El hombre no parecía sorprendido.
—Sí, lo son —dijo con un ligero acento.
Pedro le tendió la mano.
—Pedro Alfonso.
—Oh, soy consciente de eso.
No le ofreció ninguna información a cambio. Eso parecía claramente familiar. Durante un tiempo había pensado que Paula jamás le diría su apellido.
—¿Periódico o revista? —presionó, señalando a la cámara.
—Glasgow Daily. Generalmente un periodicucho político, pero tanto si imprimen mis fotos como si no, valió la pena conducir sólo para ver todas estas bellezas.
Pedro entrecerró los ojos una fracción. Sabía condenadamente bien cuándo le estaban dando evasivas y no le gustaba. Por supuesto, había una pequeña posibilidad de que estuviera equivocado, que este tipo fuera exactamente lo que decía ser.
—¿De qué conoce a Paula? —preguntó. Sus instintos rara vez le decepcionaban y ahora estaban prácticamente gritando.
—Ah, la señorita Chaves. Es encantadora, ¿verdad?
En silencio, Pedro contó hasta diez. Esto era tan condenadamente familiar que podría haber estado hablando con Paula durante su primer día de amistad. La cuestión era, ¿jugaba? ¿O dejaba que este hijo de puta supiera que lo
había descubierto?
—Sí, lo es —asintió lentamente—. ¿Por qué no salimos fuera y le doy la oportunidad de sacar algunas fotos que el resto de la prensa no va a conseguir?
—¿Me está haciendo proposiciones, señor Alfonso? Porque yo no...
—Pedro —oyó la voz aguda de Paula y ella envolvió una mano alrededor de su brazo con fuerza—. ¿Puedo hablar contigo un minuto?
—Por supuesto. —Con una última mirada dura al otro tipo, permitió que Paula le guiara a través de la pequeña tienda de regalos de regreso al estacionamiento de grava.
—¿De qué demonios iba eso? —exigió ella.
—¿Por qué no me lo dijiste?
—¿Así que no puedo hablar con nadie que tenga polla sin que le ataques? Eso no va a funcionar.
—¿Quién es?
—¿No me estás escuchando? No soy...
Él la agarró del brazo, atrayéndola más cerca.

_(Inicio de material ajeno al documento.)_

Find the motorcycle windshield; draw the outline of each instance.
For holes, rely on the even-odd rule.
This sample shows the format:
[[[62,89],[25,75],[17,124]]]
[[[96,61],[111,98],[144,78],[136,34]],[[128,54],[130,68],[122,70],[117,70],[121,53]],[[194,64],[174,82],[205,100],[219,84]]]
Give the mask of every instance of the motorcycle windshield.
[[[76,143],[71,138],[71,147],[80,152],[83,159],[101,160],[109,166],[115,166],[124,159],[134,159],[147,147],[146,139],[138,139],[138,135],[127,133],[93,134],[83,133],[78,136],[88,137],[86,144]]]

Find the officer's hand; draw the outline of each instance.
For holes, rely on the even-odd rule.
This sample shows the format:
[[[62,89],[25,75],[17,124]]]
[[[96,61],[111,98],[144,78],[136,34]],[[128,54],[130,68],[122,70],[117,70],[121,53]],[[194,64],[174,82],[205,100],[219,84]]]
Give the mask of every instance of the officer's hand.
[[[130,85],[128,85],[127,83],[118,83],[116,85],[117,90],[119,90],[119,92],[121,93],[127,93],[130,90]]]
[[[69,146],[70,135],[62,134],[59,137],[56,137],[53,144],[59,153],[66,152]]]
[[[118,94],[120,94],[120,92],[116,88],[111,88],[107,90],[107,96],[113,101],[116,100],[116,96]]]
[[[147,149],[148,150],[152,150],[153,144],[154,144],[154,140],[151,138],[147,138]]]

—Es un ladrón. He captado eso. También sé que lo conoces. Así que, ¿quién es? Y no juegues a ningún juego de mierda conmigo, Paula.
—Tienes que calmarte —le espetó ella, tratando de liberar el brazo. Él la soltó, sólo porque sabía que estar atrapada disparaba su botón de pánico—. Sí, es un ladrón. ¿Esperabas que lo anunciara delante de todos? Bien podrías haberme dado cinco putos minutos. Pero no, tuviste que cargar como un toro de mierda. Creo que deberíamos estar agradecidos de que no noquearas a nadie.
—No...
—No, ¿qué? —Le interrumpió, justo delante de su cara—. ¿Estás tomando el control o todavía es mi contrato? Porque me parece recordar que dijiste que me lo había ganado y me lo merecía. Si sólo significaba que podía hacer este trabajo hasta que algo sucediera, entonces tú y yo tenemos un problema.
Él resopló. Tenía razón. Mucha. Él no le había dado tiempo para hacer nada y había tratado de tomar el relevo. Ella había estado hablando por el walkie-talkie.
Honestamente, podría muy bien haberle dicho a Craigson que vigilara a su visitante irlandés.
—Mis disculpas —dijo, mirando a la grava.
Durante un largo segundo, ella se quedó en silencio.
—Está bien. Tengo un ojo sobre él y le advertí que no volviera. Sabe que estoy encima y dudo que intente algo. —Le apuntó el pecho con un dedo—. Así que me debes una buena hamburguesa americana. ¿Trato hecho?
Su vida había cambiado mucho en los últimos ocho meses.
Antes de eso, antes de Paula, nunca se disculpaba por nada, nunca retrocedía y ciertamente nunca admitía su derrota. Ellos encajaban tan bien, que si ambos se mantuvieran a la ofensiva probablemente se matarían el uno al otro. Así que retrocedió.
—Trato hecho.
Ella le entregó su corazón de ladrona y su sonrisa brillante, y le dio un beso en la mejilla.
—Voy a volver a entrar. Mantén la calma, tengo que manejar esto.
Todavía respirando con dificultad, la vio retroceder a través de la tienda de regalos. Fue entonces cuando se le ocurrieron dos cosas: una, que ella tenía el diamante en su bolsillo, así que quizás se había precipitado sobre el asunto de no-existen-las-maldiciones. Y dos, que no le había dado el nombre del tío irlandés.